Está claro que
entre nosotros no importa la razón a la hora de desatar los grandes nudos que
impone la realidad. Discernir, pensar, usar la inteligencia para resolver problemas
está un poco más allá de nuestras rabias y nuestros entusiasmos. Lo razonable,
como aquello que tiene proporción y huye de los excesos, no encaja con nuestras
lógicas exaltadas y nuestros ánimos de pendencia. Nos gusta más el pulso que pone
rojos a los contendientes ligados por su mano más fuerte, que embota la cabeza
con exceso de sangre, que el diálogo que pide algo de sosiego en busca de la
menos triste y costosa de las decisiones. No nos gusta la razón como ejercicio,
simplemente nos interesa tener la razón como simple alarde. No importa que se
imponga una verdad incompleta y costosa, lo clave es que se puede enrostrar una
equivocación, que se logre cobrar la apuesta.
La detención de
Jesús Santrich ha mostrado con claridad esa alegría profunda e irracional
frente a una amenaza. Millones de colombianos celebran y gritan, cobran e insultan,
para demostrar que tenían razón, que estaban en lo cierto, que lo habían dicho,
que conocen por dónde va el agua al molino. Las consecuencias que puedan tener
la detención y la posible reincidencia del ex guerrillero son apenas efectos
colaterales, obligaciones para saldar un desafío. Están de acuerdo en cobrar con
algo de carne a la manera de Shylock. Para muchos es mejor la desbandada de los
enemigos, la desconfianza mutua que puede regresar al conflicto y traer de
nuevo las certezas del odio. Renovar la posibilidad de la aniquilación al
enemigo es mucho más emocionante que darle una oportunidad al desacuerdo
pacífico y la reconciliación. Y si la posibilidad de aniquilación es demasiado
al menos las más cobarde y frívola del insulto. Si Jesús Santrich incumplió
unos compromisos largamente pactados y avalados por nuestros tres poderes es
lógico e forzoso que debe pagar las penas estipuladas. Lo que de verdad
sorprende es la avidez para que esa posible culpa personal arrastre todo el
proceso y renueve algo de caos y violencia. Los procedimientos pactados en los
acuerdos de La Habana, los fallos de la Corte Constitucional, las reformas
constitucionales que aprobó el congreso y la ley estatutaria que reglamentó la
Justicia Especial para la Paz son vistos como simples obstáculos, farsas para
evitar que se aplique justicia. Nuestro simbolismo algo arrevesado hizo que el
incidente coincidiera con el 9 de abril y su imagen de los machetes en alto.
Vale la pena
recordar que en los últimos 50 años el Estado colombiano ha emprendido, con
resultados variados, negociaciones con grupos ilegales más o menos cada década
¿Será que quienes hoy celebran su razón y piden algo más de acción también
recuerdan con alegría el desorden de la última negociación? ¿Les gustaría
repetir un proceso donde durante la negociación y desmovilización se cometieron
cerca de 4000 asesinatos por parte de las AUC? ¿Les parece un triunfo la
extradición de cabecillas, la cárcel del 1% de los desmovilizados, y la estampida
de mandos medios y combatientes rasos para comenzar de cero? Luego de algo más
de 10 años de la entrega de armas de los paras se habla de una reincidencia de
más o menos el 25% de los desmovilizados. Hoy tenemos al menos 20 grupos de “combatientes”

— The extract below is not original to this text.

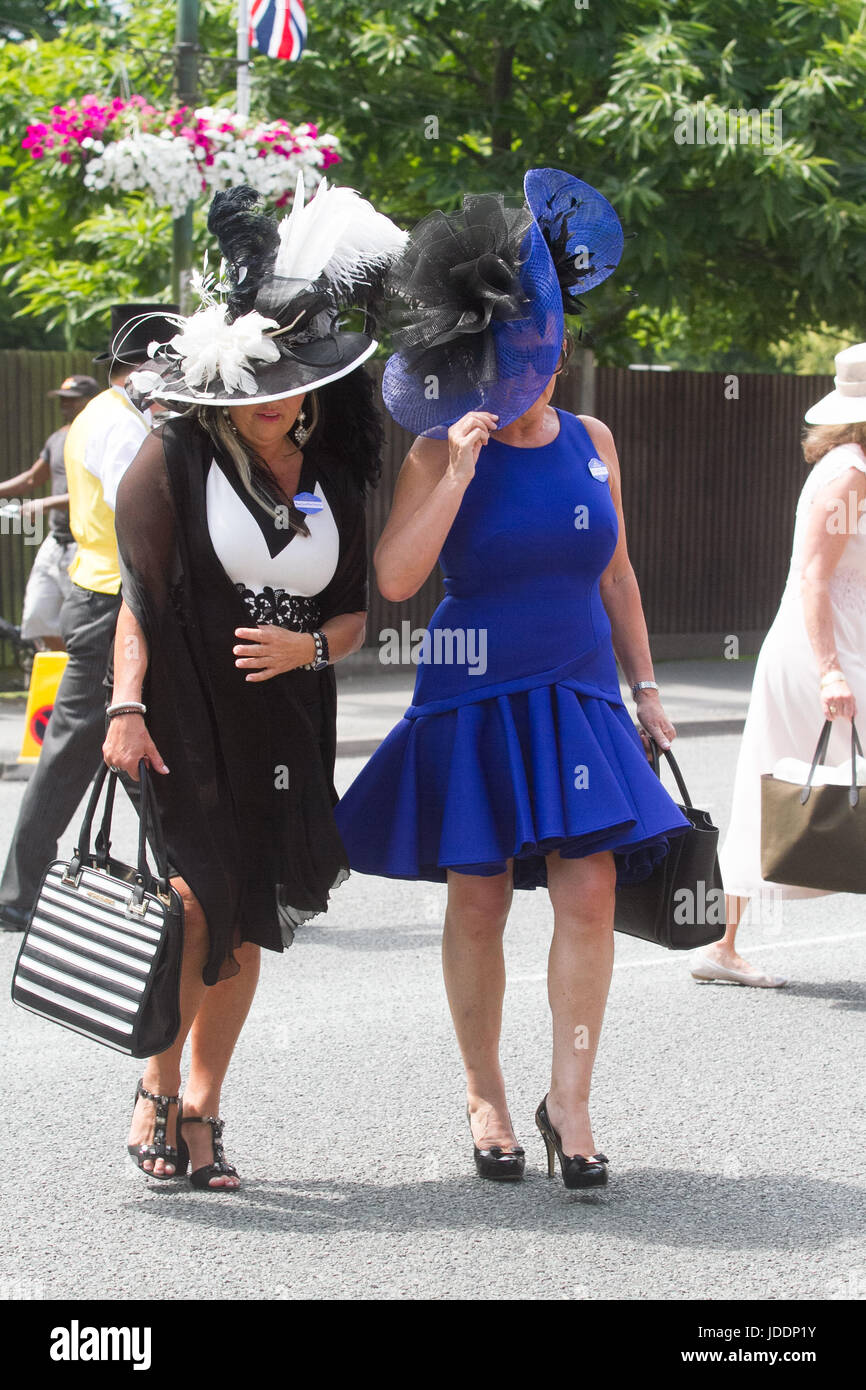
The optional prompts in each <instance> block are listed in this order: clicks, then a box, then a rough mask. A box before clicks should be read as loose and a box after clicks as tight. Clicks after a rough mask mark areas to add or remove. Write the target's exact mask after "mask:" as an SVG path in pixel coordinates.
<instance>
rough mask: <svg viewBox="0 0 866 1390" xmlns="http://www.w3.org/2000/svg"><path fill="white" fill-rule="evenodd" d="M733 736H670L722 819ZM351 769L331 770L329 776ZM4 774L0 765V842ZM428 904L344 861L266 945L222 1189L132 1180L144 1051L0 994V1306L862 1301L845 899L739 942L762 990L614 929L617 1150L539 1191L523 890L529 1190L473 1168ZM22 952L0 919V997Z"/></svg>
mask: <svg viewBox="0 0 866 1390" xmlns="http://www.w3.org/2000/svg"><path fill="white" fill-rule="evenodd" d="M737 742H738V741H737V738H734V737H705V738H689V739H688V741H687V739H681V741H680V749H678V752H680V760H681V765H683V767H684V771H685V774H687V778H688V781H689V790H691V791H692V795H694V798H695V801H696V802H698V803H699V805H706V806H709V808H710V809H712V812H713V815H714V819H716V821H717V823H719V824H721V826H724V823H726V820H727V806H728V798H730V790H731V781H733V770H734V760H735V753H737ZM360 766H361V763H360V759H352V760H350V759H341V762H339V783H341V785H346V784H348V781H349V780H350V778H352V776H353V774H354V773H356V771H357V769H359V767H360ZM22 791H24V787H22V784H19V783H1V781H0V827H1V828H0V853H3V855H6V848H7V844H8V838H10V834H11V827H13V824H14V817H15V813H17V808H18V802H19V798H21V795H22ZM125 824H126V833H128V834H126V835H125V837H124V838H125V840H128V841H129V842H131V830H132V820H131V819H129V817H128V816H126V819H125ZM70 842H71V841H70ZM117 848H118V849H120V848H122V845H120V844H118V845H117ZM442 903H443V890H439V888H436V887H432V885H411V884H400V883H384V881H382V880H375V878H364V877H361V876H359V874H356V876H353V877H352V878H350V880H349V881H348V883H346V884H343V887H342V888H341V890H339V892H338V894H336V895H335V899H334V905H332V910H331V912H329V915H328V919H327V924H324V923H322V924H310V926H307V927H304V929H303V930H302V931H300V933H299V937H297V941H296V944H295V947H293V948H292V949H291V952H288V954H286V955H284V956H274V955H267V958H265V960H264V969H263V979H261V987H260V992H259V997H257V999H256V1004H254V1008H253V1013H252V1016H250V1020H249V1023H247V1027H246V1030H245V1033H243V1036H242V1040H240V1044H239V1048H238V1052H236V1056H235V1062H234V1065H232V1070H231V1073H229V1080H228V1084H227V1088H225V1093H224V1106H222V1111H224V1115H225V1118H227V1122H228V1125H227V1150H228V1154H229V1158H231V1159H232V1161H234V1162H236V1165H238V1168H239V1170H240V1173H242V1176H243V1180H245V1186H243V1190H242V1191H240V1193H238V1194H235V1195H228V1197H220V1195H209V1194H199V1193H192V1191H190V1190H189V1187H188V1186H185V1184H182V1183H171V1184H160V1186H157V1184H153V1183H152V1184H149V1183H147V1181H146V1180H145V1179H143V1177H142V1176H140V1175H139V1173H138V1172H136V1170H135V1169H133V1166H132V1165H131V1163H129V1161H128V1158H126V1155H125V1147H124V1145H125V1131H126V1123H128V1118H129V1111H131V1105H132V1095H133V1088H135V1081H136V1077H138V1074H139V1063H136V1062H135V1061H128V1059H125V1058H121V1056H120V1055H117V1054H113V1052H110V1051H107V1049H103V1048H100V1047H97V1045H95V1044H92V1042H88V1041H85V1040H81V1038H78V1037H75V1036H74V1034H71V1033H65V1031H63V1030H60V1029H56V1027H51V1026H50V1024H47V1023H43V1022H42V1020H39V1019H36V1017H33V1016H31V1015H26V1013H24V1012H22V1011H18V1009H15V1008H14V1006H13V1005H11V1004H8V1002H6V1004H4V1005H3V1006H1V1008H0V1034H1V1037H3V1044H4V1047H3V1055H4V1058H6V1065H4V1086H3V1102H1V1104H3V1111H1V1113H3V1129H4V1141H3V1148H4V1159H6V1161H4V1170H6V1215H4V1218H3V1225H4V1234H6V1240H4V1243H3V1244H4V1250H3V1257H1V1264H0V1294H1V1295H3V1297H7V1298H8V1297H24V1298H28V1297H35V1298H49V1300H51V1298H76V1300H79V1298H111V1300H126V1298H136V1297H140V1295H142V1291H143V1289H145V1287H146V1290H147V1291H149V1293H152V1294H157V1295H161V1297H163V1298H167V1300H168V1298H203V1300H220V1298H240V1300H254V1298H265V1300H300V1298H321V1300H328V1298H357V1300H382V1298H400V1300H406V1298H410V1300H417V1298H434V1300H456V1298H468V1300H477V1298H495V1300H517V1298H530V1300H549V1298H553V1300H605V1298H631V1300H644V1298H667V1300H727V1298H758V1300H778V1298H801V1300H824V1298H827V1297H830V1298H852V1297H853V1298H865V1297H866V1238H865V1227H866V1195H865V1176H866V1161H865V1158H863V1130H862V1099H863V1090H862V1058H863V1009H865V999H866V988H865V983H863V981H865V980H866V923H865V922H863V908H862V902H860V899H859V898H856V897H851V895H840V897H831V898H823V899H817V901H812V902H802V903H790V905H785V909H784V916H783V920H781V923H774V924H767V926H763V927H762V926H756V927H751V929H748V931H746V933H745V935H744V948H748V954H752V955H753V958H755V960H760V962H762V963H765V965H766V966H767V967H770V969H774V970H778V972H780V973H787V974H790V977H791V983H790V984H788V987H787V988H785V990H781V991H759V990H744V988H737V987H728V986H699V984H695V983H694V981H692V980H691V977H689V976H688V972H687V965H685V959H684V958H683V956H677V955H671V954H666V952H662V951H659V949H655V948H652V947H646V945H645V944H644V942H638V941H634V940H631V938H627V937H617V956H616V969H614V979H613V988H612V994H610V1004H609V1009H607V1019H606V1024H605V1036H603V1040H602V1051H601V1059H599V1065H598V1069H596V1081H595V1095H594V1123H595V1133H596V1140H598V1143H599V1145H601V1147H602V1148H603V1150H605V1152H606V1154H607V1155H609V1158H610V1161H612V1181H610V1186H609V1188H607V1190H606V1191H605V1193H603V1194H602V1195H599V1197H582V1195H581V1194H571V1193H566V1191H564V1188H563V1187H562V1183H560V1181H559V1180H556V1181H549V1180H548V1179H546V1176H545V1169H544V1145H542V1143H541V1137H539V1136H538V1133H537V1131H535V1129H534V1125H532V1115H534V1109H535V1105H537V1102H538V1101H539V1099H541V1097H542V1095H544V1093H545V1090H546V1081H548V1076H546V1069H548V1030H549V1024H548V1008H546V995H545V976H544V972H545V959H546V948H548V940H549V929H550V909H549V902H548V901H546V895H542V894H538V892H537V894H523V895H520V899H518V901H517V905H516V908H514V910H513V915H512V920H510V924H509V930H507V937H506V949H507V962H509V991H507V998H506V1020H505V1038H503V1059H505V1068H506V1074H507V1077H509V1080H510V1093H512V1113H513V1116H514V1120H516V1125H517V1127H518V1133H520V1136H521V1138H523V1140H524V1143H525V1147H527V1161H528V1168H527V1179H525V1181H524V1183H521V1184H513V1186H510V1184H507V1186H505V1184H503V1186H496V1184H492V1183H482V1181H480V1180H478V1179H477V1177H475V1176H474V1168H473V1162H471V1148H470V1140H468V1131H467V1127H466V1119H464V1115H463V1104H464V1102H463V1090H461V1072H460V1062H459V1055H457V1049H456V1044H455V1041H453V1037H452V1031H450V1024H449V1017H448V1009H446V1002H445V995H443V988H442V983H441V973H439V930H441V927H439V924H441V917H442ZM18 942H19V938H18V937H10V935H7V934H3V935H0V969H1V972H3V981H4V984H3V988H4V998H6V999H8V990H7V986H8V979H10V976H11V970H13V963H14V958H15V952H17V948H18ZM143 1280H145V1283H143Z"/></svg>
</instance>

que apenas durante pocos meses fueron excombatientes. Esos paras que vieron
fracasar su proceso son sin duda los principales narcos de hoy. Tendemos a
creer que los fiascos del rival político constituyen triunfos. Pero en temas
relacionados con la guerra y la criminalidad nos toca compartir las
consecuencias de las decepciones. Nos toca cobrar con páginas rojas, con tragedias
que siempre confiamos serán ajenas y lejanas.